Relaxed Market Boundaries Can Promote Greater Energy Access & Decarbonization
New research reveals how cross-border renewable procurement can deliver a faster, cheaper, and more equitable energy transition
Research findings from a newly published study by the consultancy Baringa suggest there is a compelling opportunity to improve greenhouse gas accounting for maximum environmental, social, and economic benefits. The study shows that the Greenhouse Gas Protocol (GHG Protocol) can enable more companies to invest in clean energy projects that deliver the greatest social and decarbonization impact at the least-cost possible simply by relaxing market boundaries.
Currently, the GHG Protocol and other initiatives like RE100 limit companies to procuring clean energy within the same market boundary as their energy consumption. This incentive structure channels most clean energy procurement and resulting investments to a handful of geographies with robust existing energy infrastructure while restricting procurement elsewhere. It also perpetuates underinvestment in clean energy in the places currently with the lowest levels of energy access and most carbon-intensive energy systems.

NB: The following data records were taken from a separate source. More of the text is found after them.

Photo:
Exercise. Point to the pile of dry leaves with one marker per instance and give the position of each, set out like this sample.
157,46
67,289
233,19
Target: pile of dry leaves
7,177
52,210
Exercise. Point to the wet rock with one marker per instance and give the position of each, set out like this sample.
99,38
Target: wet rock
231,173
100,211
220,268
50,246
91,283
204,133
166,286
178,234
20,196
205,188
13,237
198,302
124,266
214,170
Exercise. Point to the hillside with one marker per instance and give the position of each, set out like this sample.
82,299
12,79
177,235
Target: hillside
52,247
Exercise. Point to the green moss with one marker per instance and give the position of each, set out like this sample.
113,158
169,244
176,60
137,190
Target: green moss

The study argues that by relaxing the market boundaries requirement, companies would gain the ability to apply the clean energy they procure anywhere (rather than only in the places where they currently consume energy) toward their Scope 2 emission reduction claims under the GHG Protocol. This would create new incentives for corporate procurement to support clean energy delivering the greatest potential for energy access and decarbonization. Greater flexibility around market boundaries can also enable companies to support the deployment of more clean energy in places where they can get installed more quickly and where their generation output is consumed more fully. Relaxed market boundaries thus appear an easy way to deliver a more equitable, decarbonized global power sector faster.

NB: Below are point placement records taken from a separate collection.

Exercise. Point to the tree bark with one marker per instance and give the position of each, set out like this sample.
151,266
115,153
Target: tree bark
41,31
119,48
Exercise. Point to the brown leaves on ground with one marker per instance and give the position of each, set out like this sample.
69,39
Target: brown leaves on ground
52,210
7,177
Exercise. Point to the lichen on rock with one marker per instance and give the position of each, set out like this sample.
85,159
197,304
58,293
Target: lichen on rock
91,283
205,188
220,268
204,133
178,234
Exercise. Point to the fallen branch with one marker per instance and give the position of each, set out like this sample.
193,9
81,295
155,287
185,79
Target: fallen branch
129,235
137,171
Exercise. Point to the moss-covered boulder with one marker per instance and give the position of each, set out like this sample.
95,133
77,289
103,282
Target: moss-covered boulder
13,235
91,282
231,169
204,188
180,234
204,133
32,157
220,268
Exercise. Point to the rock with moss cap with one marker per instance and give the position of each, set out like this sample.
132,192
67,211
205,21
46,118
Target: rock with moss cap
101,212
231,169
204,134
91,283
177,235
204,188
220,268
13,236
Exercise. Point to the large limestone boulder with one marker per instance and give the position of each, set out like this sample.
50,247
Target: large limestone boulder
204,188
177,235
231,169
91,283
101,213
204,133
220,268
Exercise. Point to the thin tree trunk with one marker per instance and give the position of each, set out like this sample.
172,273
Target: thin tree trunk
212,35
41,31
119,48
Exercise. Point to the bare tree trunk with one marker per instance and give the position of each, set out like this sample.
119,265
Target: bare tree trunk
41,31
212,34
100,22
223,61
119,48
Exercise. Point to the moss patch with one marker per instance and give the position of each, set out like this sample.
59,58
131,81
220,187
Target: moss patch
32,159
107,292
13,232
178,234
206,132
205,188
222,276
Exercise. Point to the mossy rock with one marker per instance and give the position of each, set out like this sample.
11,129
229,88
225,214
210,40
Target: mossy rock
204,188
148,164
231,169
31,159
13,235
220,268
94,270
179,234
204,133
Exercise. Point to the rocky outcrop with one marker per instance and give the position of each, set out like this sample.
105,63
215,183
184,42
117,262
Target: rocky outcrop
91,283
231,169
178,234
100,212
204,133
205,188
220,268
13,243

Baringa’s study provides a detailed analysis assessing the potential impact of relaxed market boundaries and resulting new corporate procurement strategies that this would activate. By permitting companies to optimize their procurement in the places that offer the greatest energy access and decarbonization impact, the GHG Protocol could free up 325 terawatt-hours (TWh) of corporate demand currently constrained to select geographies by market boundary rules and drive $85 billion of investment into developing economies by 2040. The emissions impact would be significant, unlocking 1.7 billion tonnes of CO2 savings over the next 15 years, which is equivalent to taking more than 40 million cars off roads today. Furthermore, the Baringa study suggests that a borderless approach offers the most economically efficient way to accelerate the energy transition, reducing the cost of global power sector decarbonization by more than half.

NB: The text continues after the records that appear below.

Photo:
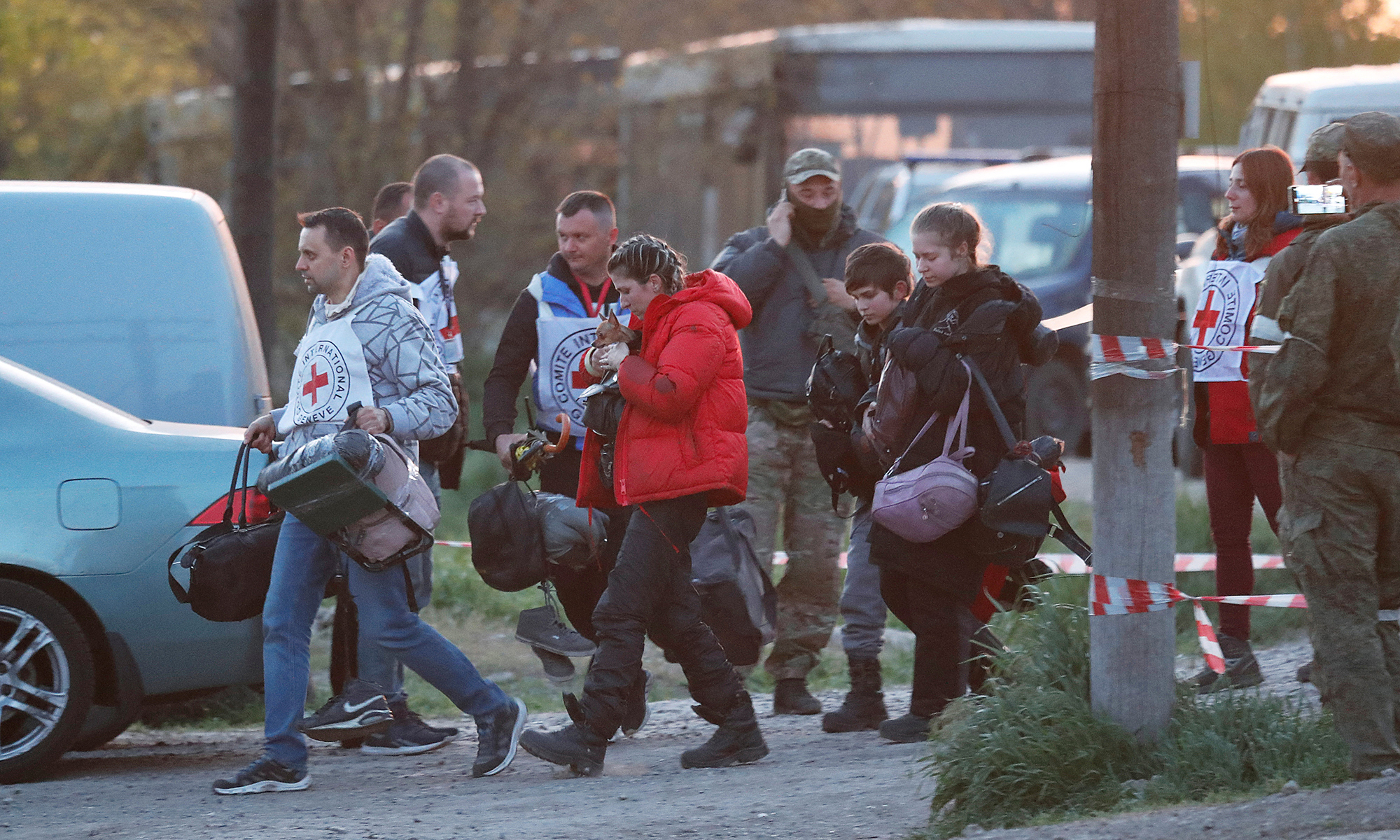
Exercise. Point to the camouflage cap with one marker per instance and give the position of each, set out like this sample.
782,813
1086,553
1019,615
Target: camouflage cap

This new research lends greater support to the aims of the Leapfrog Alliance, a non-profit coalition calling for stronger incentives to increase corporate investment in clean energy access in unelectrified and underserved communities globally. It also lends greater support to the ambition of a growing network of corporate leaders such as the ten signatories of the Emissions First Partnership, that seek relaxed market boundaries so they can pursue procurement strategies that deliver the most energy access and decarbonization investment possible. As more companies learn about the benefits of more flexible market boundaries, they will likely join wider calls for the GHG Protocol to make this change.